The Supreme Court of Virginia has held that a declaration that gives owners collective powers to “modify” or “change” covenants in the declaration did not give the owners the right to prevent commercial use by a lot owner that had been expressly permitted to engage in commercial uses under the original declaration. Westrick v. Dorcon Group, LLC, 901 S.E.2d, 468 (Va. 2024).
While the court focused on dictionary definitions of the word “modify,” it also took the traditional (and now receding view) that covenants such be seen as encumbrances on property (rather than as valuable benefits) and thus should be interpreted narrowly to ensure the widest freedom to use land. It also noted that the power to create “exceptions,” or “modifications,” or to “vacate” the restrictions suggested a power to limit the restrictions, not a power to introduce new ones.

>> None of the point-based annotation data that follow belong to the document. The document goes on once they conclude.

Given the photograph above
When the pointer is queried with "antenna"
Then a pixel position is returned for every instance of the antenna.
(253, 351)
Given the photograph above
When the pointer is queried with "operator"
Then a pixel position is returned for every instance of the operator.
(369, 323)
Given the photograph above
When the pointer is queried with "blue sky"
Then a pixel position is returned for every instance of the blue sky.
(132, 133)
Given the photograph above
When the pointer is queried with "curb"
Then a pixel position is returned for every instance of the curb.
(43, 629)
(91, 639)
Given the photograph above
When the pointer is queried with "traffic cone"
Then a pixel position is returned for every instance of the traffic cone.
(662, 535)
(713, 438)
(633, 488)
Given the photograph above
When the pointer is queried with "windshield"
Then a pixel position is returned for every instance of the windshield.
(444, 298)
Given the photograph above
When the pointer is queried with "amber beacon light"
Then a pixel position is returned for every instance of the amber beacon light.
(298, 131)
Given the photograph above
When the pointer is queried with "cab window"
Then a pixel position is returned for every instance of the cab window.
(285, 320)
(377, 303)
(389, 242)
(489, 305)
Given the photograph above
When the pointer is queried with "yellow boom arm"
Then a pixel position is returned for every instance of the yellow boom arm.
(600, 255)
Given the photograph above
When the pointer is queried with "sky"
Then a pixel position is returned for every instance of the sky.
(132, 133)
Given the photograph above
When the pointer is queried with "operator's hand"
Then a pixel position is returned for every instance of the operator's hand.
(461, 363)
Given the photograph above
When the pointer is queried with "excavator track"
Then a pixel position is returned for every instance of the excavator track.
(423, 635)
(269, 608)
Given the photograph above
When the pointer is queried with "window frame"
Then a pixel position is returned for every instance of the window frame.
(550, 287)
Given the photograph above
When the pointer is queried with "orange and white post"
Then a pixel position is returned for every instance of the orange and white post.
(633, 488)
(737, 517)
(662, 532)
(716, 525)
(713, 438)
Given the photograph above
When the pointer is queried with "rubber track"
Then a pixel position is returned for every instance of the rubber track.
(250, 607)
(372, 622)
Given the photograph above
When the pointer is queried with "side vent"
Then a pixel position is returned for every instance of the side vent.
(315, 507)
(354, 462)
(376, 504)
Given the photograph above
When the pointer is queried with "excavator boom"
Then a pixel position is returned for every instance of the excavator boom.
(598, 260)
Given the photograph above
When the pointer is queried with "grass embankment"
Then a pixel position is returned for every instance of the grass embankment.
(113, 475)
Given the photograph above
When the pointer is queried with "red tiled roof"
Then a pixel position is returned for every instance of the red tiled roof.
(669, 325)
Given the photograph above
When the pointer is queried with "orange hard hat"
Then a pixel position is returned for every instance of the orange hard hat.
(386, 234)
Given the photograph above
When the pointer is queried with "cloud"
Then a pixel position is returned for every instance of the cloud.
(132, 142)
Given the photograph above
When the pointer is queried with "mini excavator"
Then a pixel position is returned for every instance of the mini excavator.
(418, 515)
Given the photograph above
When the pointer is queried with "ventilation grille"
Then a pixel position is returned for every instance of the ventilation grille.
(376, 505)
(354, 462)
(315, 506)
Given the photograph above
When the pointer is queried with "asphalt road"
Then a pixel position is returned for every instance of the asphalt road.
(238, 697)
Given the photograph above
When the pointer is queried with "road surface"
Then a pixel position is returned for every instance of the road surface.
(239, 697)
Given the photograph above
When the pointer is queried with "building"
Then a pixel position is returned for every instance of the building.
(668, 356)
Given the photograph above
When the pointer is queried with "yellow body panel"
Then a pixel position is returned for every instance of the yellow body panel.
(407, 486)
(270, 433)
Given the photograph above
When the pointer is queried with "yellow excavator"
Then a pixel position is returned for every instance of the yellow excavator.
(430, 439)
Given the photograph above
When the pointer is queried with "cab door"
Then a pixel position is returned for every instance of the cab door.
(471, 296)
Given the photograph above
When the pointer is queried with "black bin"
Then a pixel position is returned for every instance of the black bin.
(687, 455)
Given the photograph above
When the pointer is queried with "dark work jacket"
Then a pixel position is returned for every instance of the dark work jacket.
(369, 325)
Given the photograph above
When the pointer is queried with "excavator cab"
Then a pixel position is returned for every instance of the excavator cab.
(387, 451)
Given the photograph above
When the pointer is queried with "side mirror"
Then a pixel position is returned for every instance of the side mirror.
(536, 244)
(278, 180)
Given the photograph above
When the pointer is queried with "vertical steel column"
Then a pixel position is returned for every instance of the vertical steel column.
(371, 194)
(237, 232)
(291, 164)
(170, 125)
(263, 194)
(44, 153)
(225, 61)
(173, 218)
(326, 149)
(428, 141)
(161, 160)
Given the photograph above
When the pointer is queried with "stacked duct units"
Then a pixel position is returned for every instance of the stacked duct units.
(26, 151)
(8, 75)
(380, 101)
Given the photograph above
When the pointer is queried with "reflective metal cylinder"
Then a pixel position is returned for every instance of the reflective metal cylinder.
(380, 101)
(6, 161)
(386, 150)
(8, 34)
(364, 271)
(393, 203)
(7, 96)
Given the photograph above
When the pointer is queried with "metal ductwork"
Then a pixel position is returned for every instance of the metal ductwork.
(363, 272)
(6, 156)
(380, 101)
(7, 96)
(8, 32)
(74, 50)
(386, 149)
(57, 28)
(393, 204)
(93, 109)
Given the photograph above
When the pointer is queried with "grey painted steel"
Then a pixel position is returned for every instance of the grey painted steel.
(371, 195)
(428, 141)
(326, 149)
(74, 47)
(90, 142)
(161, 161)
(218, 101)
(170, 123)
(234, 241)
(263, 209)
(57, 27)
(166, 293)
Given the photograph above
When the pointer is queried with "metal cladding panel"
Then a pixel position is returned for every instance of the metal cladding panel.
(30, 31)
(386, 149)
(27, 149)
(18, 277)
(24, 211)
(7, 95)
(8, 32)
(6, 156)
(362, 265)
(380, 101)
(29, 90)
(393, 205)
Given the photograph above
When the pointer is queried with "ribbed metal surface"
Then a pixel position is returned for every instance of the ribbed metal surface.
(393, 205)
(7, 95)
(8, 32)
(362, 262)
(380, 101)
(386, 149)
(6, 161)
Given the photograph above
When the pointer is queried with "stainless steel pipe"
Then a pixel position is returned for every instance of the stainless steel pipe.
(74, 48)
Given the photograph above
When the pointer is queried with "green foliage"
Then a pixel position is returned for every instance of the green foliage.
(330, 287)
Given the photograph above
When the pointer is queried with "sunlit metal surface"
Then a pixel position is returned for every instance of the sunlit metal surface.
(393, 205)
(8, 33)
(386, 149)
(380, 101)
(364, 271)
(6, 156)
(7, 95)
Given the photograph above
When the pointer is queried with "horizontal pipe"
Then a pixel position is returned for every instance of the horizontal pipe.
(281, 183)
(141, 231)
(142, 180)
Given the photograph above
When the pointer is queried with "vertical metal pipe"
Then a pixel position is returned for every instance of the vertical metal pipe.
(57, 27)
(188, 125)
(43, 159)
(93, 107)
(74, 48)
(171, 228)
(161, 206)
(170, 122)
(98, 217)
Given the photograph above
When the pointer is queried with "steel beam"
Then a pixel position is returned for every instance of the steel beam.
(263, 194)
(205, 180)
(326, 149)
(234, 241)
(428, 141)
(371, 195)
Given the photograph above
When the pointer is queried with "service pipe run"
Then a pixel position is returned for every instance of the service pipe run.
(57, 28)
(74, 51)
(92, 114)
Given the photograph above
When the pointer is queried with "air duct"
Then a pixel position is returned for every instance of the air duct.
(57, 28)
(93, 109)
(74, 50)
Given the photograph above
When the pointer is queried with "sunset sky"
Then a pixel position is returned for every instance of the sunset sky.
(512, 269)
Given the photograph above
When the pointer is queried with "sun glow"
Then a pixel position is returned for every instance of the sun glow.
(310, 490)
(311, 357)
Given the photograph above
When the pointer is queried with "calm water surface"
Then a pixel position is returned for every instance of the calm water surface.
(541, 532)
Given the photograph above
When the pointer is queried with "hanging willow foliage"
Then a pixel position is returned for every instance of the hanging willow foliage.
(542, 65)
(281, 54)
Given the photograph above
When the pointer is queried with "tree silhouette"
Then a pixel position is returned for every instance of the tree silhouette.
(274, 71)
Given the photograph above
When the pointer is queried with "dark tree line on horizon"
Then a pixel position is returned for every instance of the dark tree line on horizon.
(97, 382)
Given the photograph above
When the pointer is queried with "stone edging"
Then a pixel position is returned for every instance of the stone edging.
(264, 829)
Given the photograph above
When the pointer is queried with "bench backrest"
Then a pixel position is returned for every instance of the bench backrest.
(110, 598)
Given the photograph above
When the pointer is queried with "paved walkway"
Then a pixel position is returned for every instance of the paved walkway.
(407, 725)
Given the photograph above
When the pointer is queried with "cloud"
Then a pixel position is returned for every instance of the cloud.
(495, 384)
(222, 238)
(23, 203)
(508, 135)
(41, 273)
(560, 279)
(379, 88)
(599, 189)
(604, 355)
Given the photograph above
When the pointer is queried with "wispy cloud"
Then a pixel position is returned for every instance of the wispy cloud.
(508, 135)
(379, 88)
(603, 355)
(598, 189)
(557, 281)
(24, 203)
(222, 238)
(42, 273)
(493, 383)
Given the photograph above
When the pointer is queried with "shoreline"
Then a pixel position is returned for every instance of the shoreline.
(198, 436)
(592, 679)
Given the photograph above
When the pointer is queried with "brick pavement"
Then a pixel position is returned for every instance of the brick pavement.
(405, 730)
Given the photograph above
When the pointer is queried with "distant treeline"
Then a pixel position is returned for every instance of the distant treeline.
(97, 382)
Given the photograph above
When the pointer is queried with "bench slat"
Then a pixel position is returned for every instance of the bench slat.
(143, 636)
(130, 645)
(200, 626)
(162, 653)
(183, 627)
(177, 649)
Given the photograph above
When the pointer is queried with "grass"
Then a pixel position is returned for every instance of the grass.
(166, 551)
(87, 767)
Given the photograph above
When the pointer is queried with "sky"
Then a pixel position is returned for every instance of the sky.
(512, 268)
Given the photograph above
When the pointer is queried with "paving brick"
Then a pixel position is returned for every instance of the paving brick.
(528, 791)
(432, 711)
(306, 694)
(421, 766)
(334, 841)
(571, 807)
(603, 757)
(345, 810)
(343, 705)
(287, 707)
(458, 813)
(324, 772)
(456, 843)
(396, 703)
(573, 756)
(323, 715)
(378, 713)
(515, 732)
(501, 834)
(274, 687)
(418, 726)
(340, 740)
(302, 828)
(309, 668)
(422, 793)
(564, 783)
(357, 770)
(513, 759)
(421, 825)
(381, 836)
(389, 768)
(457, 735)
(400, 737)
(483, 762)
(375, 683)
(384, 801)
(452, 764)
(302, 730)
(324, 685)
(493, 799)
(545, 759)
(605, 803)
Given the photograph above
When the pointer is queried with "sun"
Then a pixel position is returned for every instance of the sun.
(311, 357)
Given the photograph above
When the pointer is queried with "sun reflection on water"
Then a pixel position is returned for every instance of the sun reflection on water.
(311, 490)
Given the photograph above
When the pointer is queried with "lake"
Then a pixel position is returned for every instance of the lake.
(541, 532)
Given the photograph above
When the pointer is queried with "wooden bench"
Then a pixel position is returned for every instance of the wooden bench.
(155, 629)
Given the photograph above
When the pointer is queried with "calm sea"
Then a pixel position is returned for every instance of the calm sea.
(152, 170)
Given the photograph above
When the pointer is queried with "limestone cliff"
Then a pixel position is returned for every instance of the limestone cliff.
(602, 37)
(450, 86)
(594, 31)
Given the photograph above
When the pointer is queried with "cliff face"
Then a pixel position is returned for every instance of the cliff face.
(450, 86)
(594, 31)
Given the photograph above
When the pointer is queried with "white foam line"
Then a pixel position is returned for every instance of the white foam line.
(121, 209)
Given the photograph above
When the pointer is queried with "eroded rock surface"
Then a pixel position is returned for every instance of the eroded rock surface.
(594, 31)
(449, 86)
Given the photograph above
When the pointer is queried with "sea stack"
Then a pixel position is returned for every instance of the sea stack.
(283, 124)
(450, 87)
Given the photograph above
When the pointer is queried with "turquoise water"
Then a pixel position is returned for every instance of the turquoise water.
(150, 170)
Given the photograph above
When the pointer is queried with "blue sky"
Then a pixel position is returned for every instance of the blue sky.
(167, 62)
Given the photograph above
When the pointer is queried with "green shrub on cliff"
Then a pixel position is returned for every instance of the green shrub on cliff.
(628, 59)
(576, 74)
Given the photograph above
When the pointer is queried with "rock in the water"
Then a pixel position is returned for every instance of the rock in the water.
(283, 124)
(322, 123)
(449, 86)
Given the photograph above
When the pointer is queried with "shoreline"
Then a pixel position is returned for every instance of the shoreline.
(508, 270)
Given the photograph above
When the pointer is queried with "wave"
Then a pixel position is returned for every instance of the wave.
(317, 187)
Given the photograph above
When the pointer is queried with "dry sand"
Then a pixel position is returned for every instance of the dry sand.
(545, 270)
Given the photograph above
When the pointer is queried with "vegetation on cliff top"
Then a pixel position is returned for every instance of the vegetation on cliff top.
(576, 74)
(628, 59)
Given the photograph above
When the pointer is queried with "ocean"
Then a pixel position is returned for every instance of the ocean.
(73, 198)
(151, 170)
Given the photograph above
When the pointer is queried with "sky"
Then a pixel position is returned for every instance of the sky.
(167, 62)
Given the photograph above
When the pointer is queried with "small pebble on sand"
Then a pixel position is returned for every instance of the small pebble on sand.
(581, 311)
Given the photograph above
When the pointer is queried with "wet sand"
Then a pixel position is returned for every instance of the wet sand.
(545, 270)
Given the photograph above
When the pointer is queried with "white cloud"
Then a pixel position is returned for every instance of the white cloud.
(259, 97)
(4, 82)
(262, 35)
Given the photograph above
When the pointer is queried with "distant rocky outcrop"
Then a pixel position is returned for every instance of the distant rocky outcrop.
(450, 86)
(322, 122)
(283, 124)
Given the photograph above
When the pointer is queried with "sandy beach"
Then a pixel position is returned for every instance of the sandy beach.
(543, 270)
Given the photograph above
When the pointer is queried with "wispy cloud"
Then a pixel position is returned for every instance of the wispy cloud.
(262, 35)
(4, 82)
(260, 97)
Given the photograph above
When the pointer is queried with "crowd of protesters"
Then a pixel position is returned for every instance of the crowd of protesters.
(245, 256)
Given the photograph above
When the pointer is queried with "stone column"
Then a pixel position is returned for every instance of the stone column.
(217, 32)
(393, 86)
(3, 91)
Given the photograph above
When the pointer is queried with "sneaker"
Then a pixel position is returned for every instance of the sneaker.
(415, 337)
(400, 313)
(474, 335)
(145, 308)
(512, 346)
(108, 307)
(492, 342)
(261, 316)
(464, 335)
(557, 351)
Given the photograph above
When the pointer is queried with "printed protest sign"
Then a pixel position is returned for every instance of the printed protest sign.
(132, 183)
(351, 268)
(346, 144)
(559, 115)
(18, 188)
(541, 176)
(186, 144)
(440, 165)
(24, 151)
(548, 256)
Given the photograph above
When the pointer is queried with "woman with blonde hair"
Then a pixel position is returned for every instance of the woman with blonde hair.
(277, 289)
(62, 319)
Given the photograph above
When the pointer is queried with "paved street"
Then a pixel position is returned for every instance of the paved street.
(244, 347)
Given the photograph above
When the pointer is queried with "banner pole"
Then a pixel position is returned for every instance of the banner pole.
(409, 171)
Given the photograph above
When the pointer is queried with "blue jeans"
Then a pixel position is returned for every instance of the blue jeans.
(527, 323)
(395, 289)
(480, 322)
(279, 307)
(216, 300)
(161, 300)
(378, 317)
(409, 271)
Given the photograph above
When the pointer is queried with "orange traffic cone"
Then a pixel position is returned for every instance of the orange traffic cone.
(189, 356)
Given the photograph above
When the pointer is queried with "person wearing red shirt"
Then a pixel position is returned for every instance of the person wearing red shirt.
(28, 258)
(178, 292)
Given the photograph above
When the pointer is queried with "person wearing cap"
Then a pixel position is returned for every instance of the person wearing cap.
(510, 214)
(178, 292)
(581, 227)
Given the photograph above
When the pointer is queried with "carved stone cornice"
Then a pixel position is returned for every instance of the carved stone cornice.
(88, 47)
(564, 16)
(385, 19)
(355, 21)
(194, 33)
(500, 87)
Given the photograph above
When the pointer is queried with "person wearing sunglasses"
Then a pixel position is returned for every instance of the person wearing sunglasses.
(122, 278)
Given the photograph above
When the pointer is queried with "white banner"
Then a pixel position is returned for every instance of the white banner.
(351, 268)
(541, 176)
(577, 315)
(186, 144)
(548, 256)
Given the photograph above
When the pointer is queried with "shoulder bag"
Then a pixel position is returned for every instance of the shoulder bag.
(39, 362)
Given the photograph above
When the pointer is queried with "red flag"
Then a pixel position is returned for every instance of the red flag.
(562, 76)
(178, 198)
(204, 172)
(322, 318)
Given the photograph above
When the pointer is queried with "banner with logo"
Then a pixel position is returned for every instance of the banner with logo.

There was no homeowner’s association created by the declaration, but 25 of the 30 lot owners filed a document purporting to limit the uses of Lot 5 to residential uses. The Virginia Supreme Court found that they had no power to do that. The power to modify restrictions is not the power to “impos[e] a greater restriction on the free use of property” than was originally imposed.
In the court’s textual interpretation of the original declaration, it noted that ¶1 of the declaration excepted Lot 5 from the restrictions on non-residential uses and that the power to “modify” the covenants” provided for in ¶19 could not give the owners the power to impose an entirely new restriction on a lot that had been expressly exempted from that very restriction.
There was a different provision in ¶19 of the declaration that did the owners to “change” the covenants with a vote of 75% of the owners. The Virginia Supreme Court did not directly address the meaning of the word “change” because it relied on the fact that the amendment of the covenants formally relied on the power of the owners to “modify” rather than the power to “change” the restrictions.
Would it have made a difference if the recorded amendment to the restrictions had relied on the textual power to “change” the restrictions? The answer is not clear but probably not. That is because the court emphasized the general freedom of owners to use their land as they see fit and relied on the traditional notion that any restrictions on land use must be narrowly construed. For that reason it concluded that the entire paragraph 19 was limited by the concept that existing covenants could be “modified” or “terminated” but that “does not permit the [owners to impose] entirely new restrictions” on a lot that had been expressly exempt from them.